The rate at which air temperature decreases with height in the troposphere is called the ‘lapse rate’.
The average sea-level temperature is 15°C, the average tropopause temperature -59°C, and the average
height of the troposphere 11 km, so the ‘standard’ lapse rate is about 6.7°C km-1. The actual lapse
rate, called the ‘environmental’ lapse rate, varies from the standard according to local conditions,
and if air is cooling (or warming) adiabatically its rate of temperature change depends on the amount
of moisture it contains. For dry air, the dry adiabatic lapse rate is 10°C km-1, but if the cooling
triggers the condensation of water vapour the cooling air will be warmed by the latent heat of
condensation, so the saturated adiabatic lapse rate is lower than the dry adiabatic lapse rate. Its value
varies with the amount of condensation, but averages about 6°C km-1.
Adiabatic cooling and warming
When air rises it expands, because there is less weight of air above it in the
column reaching to the top of the atmosphere and, therefore, atmospheric
pressure decreases with increasing altitude. As a gas expands, its molecules
move further apart. In doing so they expend energy and, since the molecules
have less energy, the temperature of the expanded air decreases.

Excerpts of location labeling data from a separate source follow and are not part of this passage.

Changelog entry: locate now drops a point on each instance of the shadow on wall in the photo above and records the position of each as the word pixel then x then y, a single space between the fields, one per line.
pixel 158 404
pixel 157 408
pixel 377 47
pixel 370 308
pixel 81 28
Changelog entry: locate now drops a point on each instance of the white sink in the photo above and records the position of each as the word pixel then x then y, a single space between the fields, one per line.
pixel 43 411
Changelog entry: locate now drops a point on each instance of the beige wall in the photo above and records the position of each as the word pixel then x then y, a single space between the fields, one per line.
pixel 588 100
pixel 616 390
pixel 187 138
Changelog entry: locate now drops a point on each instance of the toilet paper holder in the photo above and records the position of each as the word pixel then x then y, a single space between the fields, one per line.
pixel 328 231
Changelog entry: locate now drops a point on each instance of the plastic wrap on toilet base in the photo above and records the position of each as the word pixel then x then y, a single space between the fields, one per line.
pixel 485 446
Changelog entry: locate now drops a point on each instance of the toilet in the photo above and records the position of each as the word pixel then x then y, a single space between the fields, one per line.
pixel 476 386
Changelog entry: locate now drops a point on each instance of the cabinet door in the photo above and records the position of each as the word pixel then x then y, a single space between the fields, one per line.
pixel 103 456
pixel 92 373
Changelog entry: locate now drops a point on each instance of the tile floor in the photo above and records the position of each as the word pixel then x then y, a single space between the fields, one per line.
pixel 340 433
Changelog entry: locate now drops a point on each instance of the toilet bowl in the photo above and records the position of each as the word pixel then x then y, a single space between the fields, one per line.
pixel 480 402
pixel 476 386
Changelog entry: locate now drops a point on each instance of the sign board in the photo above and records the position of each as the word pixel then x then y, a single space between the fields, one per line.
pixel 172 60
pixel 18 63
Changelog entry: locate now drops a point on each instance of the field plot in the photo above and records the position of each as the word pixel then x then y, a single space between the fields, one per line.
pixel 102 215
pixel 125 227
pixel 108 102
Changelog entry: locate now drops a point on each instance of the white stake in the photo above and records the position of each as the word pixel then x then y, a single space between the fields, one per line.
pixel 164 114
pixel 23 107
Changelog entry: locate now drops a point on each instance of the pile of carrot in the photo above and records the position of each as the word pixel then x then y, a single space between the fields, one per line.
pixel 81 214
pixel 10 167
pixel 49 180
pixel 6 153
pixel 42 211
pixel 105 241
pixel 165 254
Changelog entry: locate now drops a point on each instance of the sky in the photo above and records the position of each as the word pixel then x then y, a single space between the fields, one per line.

It follows that a rising ‘parcel’ of air will cool without exchanging energy with
the surrounding air. This is ‘adiabatic’ cooling (from the Greek adiabatos,
‘impassable’).
A descending ‘parcel’ of air warms by the same adiabatic process. As it enters
a region of higher pressure it is compressed and gains energy, which heats it.
Water vapour is a gas and the amount of it in a particular body of air is expressed as the ‘humidity’
of the air. Humidity can be measured in several ways. Absolute humidity is the mass of water vapour
in a given volume of air, and specific humidity is the mass of water vapour in a given mass of air
(including the water vapour). Relative humidity, which is the measure most widely used, is the
proportion of water vapour in relation to the amount required to saturate the air, and is given as a
percentage. Warm air will hold more water vapour than cool air, so relative humidity varies with
temperature as well as actual water-vapour content. The converse of this is that if air is cooled, a
temperature will be reached at which its water vapour condenses. This is the ‘dewpoint’ temperature.
When water changes phase, between solid and liquid, liquid and gas, or directly (by sublimation)
between solid and gas, energy is either absorbed or released, as latent heat. Latent heat warms or
cools the surrounding air. It is why the air feels warmer when snow starts to fall and cooler when ice
thaws, and it also governs the dynamics of storm clouds, hurricanes, and tornadoes. The amount of
heat is considerable. When 1 gram of water evaporates, 2500 joules of energy is absorbed and the
same amount is released when water vapour condenses; the change between liquid and solid requires
the absorption or release of 334.7 J of energy; and sublimation between solid and vapour requires the
absorption or release of the sum of these, 2834.7 J for every gram.